When things swiftly went wrong, pundits like me generally described this in terms of the breakdown of the Westminster model. Speakers threw their wigs away and ceased to be impartial, party members crossed the floor without seeking re-election, and indeed the majority of MPs refused to face voters in the polls, remaining in the House only to cling on to power, serving not the people, but their own selfish interests. In time these travesties of democracy collapsed into dictatorships, tin-pot regimes, banana republics and finally, failed states.

From where I stand, after a lifetime on the Africa beat, I see that many of the political outrages I covered on this continent in our sad past are becoming the daily norm in British politics today. I have been in several African states that refused to respect the majority of voters’ wishes. In all of them, Western nations, together with the Bretton Woods institutions, began steps towards imposing sanctions. If leaders describe voters as idiots who do not know what they are voting for, you might think you are in a past tyranny in Sudan, Nigeria or Mugabe’s Zimbabwe. If you promise to cancel a national vote altogether, as the Lib Dems have, that puts you in the league of Ethiopia’s Mengistu Haile Mariam or Libya’s Muammar Gaddafi.

Can you imagine the reaction of international donors if the President of Malawi stood up at his ruling party’s conference and promised — as Labour’s John McDonnell recently did — to ‘reduce average full-time working hours to 32 a week — with no loss of pay…’ Even Britain’s leftist aid wing DfID would find it hard to justify dishing out cash to a regime like that. What would people say if Tanzania’s President John Magufuli decided to seize the assets of 2,500 schools, ‘redistribute’ the cash to his cronies and sling 615,000 kids on to the streets? And finally — in Britain, Jeremy Corbyn gets to hang out with the IRA and call terrorist groups his ‘friends’. Had he done that in contemporary Somalia, US Africa Command forces would probably have taken him out with an MQ-9 Reaper firing hellfire missiles. ‘No civilians were injured or killed,’ the press release would say.

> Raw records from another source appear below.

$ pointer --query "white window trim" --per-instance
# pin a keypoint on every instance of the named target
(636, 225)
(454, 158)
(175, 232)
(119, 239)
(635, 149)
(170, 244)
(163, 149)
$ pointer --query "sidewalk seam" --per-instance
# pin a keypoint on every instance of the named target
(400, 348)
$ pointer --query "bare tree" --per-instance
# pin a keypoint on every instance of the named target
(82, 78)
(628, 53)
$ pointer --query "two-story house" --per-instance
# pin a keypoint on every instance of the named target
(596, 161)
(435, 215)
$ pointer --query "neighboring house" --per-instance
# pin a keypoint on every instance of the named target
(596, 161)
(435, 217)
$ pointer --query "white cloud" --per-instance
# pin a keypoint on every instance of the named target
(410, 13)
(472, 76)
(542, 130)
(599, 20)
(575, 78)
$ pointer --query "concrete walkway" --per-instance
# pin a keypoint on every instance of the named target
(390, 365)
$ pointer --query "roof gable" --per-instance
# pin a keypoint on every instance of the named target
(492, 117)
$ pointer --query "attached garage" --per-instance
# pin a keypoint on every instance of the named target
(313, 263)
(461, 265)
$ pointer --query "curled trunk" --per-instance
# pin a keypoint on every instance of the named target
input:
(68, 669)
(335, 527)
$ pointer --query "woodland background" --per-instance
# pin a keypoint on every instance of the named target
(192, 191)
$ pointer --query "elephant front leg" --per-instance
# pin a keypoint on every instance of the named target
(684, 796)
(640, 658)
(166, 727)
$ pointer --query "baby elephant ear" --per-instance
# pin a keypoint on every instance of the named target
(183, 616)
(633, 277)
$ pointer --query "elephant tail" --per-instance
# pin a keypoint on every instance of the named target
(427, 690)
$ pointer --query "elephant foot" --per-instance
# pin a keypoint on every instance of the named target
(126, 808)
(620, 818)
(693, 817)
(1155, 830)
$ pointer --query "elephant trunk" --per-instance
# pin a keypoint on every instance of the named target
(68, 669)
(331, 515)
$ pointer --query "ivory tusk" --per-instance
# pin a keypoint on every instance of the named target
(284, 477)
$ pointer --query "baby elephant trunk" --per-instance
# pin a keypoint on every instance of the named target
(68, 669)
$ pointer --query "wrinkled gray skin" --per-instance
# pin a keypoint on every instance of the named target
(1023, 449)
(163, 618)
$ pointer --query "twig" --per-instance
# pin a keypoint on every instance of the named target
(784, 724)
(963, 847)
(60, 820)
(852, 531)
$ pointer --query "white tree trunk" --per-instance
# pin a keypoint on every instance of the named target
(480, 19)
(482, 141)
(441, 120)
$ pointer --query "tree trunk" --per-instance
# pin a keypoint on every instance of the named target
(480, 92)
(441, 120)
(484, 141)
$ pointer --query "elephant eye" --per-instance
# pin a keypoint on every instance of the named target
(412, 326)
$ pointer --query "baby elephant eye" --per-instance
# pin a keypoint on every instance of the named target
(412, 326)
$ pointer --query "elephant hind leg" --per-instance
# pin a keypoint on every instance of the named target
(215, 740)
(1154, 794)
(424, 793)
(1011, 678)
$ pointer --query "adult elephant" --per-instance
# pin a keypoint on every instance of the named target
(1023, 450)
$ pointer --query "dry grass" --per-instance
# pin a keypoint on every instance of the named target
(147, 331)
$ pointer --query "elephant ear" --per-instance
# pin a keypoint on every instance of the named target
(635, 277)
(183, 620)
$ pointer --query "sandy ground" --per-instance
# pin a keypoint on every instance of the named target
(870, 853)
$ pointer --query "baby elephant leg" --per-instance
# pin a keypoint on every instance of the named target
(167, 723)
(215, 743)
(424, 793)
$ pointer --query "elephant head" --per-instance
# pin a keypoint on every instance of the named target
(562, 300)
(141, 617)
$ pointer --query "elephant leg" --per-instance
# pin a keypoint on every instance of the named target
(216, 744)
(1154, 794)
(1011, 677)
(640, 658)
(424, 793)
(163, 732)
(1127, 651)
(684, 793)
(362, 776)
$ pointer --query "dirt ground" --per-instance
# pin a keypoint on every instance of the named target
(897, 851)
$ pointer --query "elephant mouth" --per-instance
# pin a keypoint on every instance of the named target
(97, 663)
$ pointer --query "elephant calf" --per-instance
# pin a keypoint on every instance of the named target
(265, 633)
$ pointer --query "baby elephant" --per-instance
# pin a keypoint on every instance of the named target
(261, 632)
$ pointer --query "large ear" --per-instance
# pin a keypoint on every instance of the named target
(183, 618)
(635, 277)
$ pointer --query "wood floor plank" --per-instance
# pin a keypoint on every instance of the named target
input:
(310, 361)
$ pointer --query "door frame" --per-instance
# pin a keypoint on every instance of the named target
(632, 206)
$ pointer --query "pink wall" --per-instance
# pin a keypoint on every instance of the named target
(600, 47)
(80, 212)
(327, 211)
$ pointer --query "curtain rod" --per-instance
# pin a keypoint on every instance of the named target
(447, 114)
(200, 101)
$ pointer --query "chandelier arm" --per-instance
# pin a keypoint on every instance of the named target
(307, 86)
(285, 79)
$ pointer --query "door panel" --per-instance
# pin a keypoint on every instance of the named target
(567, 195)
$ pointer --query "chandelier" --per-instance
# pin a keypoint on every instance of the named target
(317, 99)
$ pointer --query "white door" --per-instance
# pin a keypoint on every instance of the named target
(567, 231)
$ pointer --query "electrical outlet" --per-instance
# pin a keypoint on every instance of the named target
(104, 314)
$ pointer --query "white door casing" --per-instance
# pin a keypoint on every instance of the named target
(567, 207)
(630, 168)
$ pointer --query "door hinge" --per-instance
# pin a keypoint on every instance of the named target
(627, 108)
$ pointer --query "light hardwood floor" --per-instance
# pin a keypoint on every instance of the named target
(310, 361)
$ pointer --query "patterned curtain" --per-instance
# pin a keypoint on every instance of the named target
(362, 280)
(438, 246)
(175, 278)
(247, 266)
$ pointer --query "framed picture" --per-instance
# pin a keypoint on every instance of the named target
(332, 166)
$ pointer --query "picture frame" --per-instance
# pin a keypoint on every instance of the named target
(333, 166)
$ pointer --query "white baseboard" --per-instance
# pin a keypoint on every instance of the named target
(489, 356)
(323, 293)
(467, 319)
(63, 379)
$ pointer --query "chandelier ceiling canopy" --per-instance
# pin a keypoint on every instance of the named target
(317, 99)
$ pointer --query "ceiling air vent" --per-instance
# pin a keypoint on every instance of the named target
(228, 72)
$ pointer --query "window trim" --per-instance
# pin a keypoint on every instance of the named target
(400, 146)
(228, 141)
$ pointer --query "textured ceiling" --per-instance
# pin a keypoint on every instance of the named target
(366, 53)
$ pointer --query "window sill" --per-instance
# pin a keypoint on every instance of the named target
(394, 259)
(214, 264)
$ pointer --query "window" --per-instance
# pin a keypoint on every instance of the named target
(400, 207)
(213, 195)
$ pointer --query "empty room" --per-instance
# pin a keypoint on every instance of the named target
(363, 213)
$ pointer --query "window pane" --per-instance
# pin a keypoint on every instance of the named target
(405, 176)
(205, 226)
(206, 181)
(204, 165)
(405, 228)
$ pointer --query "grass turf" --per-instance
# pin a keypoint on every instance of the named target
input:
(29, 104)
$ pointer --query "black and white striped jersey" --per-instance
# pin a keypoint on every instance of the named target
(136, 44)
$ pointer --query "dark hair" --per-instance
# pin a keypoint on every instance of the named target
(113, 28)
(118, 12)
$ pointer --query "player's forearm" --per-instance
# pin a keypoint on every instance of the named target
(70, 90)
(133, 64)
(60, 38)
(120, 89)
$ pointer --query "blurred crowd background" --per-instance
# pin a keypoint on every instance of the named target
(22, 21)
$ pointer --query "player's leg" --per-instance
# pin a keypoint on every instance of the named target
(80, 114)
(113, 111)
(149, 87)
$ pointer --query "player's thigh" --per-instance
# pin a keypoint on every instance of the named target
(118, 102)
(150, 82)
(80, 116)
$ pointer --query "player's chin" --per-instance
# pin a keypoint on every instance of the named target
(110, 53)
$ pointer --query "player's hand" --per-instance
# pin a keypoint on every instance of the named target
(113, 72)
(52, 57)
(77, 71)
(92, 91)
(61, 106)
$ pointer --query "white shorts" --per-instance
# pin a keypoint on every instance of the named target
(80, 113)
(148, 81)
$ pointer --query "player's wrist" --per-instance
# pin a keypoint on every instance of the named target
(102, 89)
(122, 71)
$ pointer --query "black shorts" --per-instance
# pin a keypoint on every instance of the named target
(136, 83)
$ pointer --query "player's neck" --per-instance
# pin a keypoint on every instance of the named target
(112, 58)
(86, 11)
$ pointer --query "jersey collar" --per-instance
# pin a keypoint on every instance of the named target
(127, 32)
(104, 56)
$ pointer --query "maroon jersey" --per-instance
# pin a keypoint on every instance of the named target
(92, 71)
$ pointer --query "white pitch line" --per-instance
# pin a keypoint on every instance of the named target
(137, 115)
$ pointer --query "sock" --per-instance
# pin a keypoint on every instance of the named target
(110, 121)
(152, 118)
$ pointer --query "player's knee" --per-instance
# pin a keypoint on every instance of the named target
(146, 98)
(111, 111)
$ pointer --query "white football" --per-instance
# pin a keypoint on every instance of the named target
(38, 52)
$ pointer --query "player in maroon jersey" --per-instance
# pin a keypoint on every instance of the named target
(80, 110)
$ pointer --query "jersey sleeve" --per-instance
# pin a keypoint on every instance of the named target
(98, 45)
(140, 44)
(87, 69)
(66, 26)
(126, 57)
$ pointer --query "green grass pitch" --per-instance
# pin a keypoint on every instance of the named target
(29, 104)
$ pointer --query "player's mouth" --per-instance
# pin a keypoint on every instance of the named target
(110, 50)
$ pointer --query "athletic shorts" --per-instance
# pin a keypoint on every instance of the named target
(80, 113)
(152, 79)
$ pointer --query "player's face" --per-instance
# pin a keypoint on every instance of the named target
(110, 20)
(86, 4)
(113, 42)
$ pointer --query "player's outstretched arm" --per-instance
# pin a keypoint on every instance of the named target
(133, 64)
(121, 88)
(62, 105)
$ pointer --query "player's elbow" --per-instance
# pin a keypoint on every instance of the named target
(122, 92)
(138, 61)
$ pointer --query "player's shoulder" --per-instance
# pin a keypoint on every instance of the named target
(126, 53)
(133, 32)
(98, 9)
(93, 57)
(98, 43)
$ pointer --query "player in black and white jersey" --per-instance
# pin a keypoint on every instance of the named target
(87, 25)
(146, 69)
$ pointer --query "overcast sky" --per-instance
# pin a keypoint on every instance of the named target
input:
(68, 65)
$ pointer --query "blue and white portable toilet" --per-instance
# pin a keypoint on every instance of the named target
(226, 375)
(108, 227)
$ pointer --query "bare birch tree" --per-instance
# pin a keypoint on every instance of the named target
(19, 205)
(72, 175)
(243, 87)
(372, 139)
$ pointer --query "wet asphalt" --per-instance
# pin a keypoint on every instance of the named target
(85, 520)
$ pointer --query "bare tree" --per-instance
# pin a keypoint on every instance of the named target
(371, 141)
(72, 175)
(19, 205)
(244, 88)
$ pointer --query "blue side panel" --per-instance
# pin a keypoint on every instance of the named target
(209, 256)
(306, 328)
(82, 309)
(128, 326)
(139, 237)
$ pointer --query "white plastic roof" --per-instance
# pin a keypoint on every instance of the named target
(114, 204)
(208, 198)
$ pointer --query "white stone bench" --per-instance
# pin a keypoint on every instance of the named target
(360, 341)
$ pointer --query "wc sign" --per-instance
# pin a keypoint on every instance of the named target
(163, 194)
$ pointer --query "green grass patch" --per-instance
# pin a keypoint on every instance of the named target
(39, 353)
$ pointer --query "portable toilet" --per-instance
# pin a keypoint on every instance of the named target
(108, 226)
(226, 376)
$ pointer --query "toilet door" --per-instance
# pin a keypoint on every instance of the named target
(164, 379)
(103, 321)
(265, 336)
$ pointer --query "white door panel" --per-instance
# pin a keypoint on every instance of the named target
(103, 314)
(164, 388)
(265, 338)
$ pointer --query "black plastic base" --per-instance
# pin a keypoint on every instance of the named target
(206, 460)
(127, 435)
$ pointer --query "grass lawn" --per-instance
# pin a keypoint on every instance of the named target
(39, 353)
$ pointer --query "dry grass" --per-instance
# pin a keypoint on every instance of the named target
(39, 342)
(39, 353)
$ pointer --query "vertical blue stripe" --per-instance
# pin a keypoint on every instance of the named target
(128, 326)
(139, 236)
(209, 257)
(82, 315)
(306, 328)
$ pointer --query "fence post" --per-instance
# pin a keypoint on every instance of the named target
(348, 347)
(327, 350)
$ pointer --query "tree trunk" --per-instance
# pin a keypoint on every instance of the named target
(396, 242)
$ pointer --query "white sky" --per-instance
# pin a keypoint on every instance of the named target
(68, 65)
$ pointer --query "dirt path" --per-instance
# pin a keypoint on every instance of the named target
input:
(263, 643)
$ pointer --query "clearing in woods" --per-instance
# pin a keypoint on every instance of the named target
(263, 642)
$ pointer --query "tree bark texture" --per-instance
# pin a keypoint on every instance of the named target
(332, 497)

It may come as a surprise, but many African political systems today would never tolerate the sorts of things that are currently going on in the United Kingdom. They know they should respect a majority vote and implement the electorate’s decisions without prevarication. They behave in a manner that is often much more grown-up than the way we have seen Westminster conduct itself in recent years. For sure we have our upsets and our dictators — and our madmen Rory Stewart equivalents in shiny-bottomed suits hoping to set up splinter movements headed by themselves. There will certainly be a few coups and revolutions in our future. But what is generally accepted across Africa is Francis Fukuyama’s point that the ultimate goal of mankind’s ideological evolution is ‘Western liberal democracy as the final form of human government’.

The people I talk to in East Africa seem completely bemused by the way British politics is unfolding. I feel that it’s just a matter of time before somebody offers to send Her Majesty another shipload of bananas. And this time the palace might need to take the offer more seriously.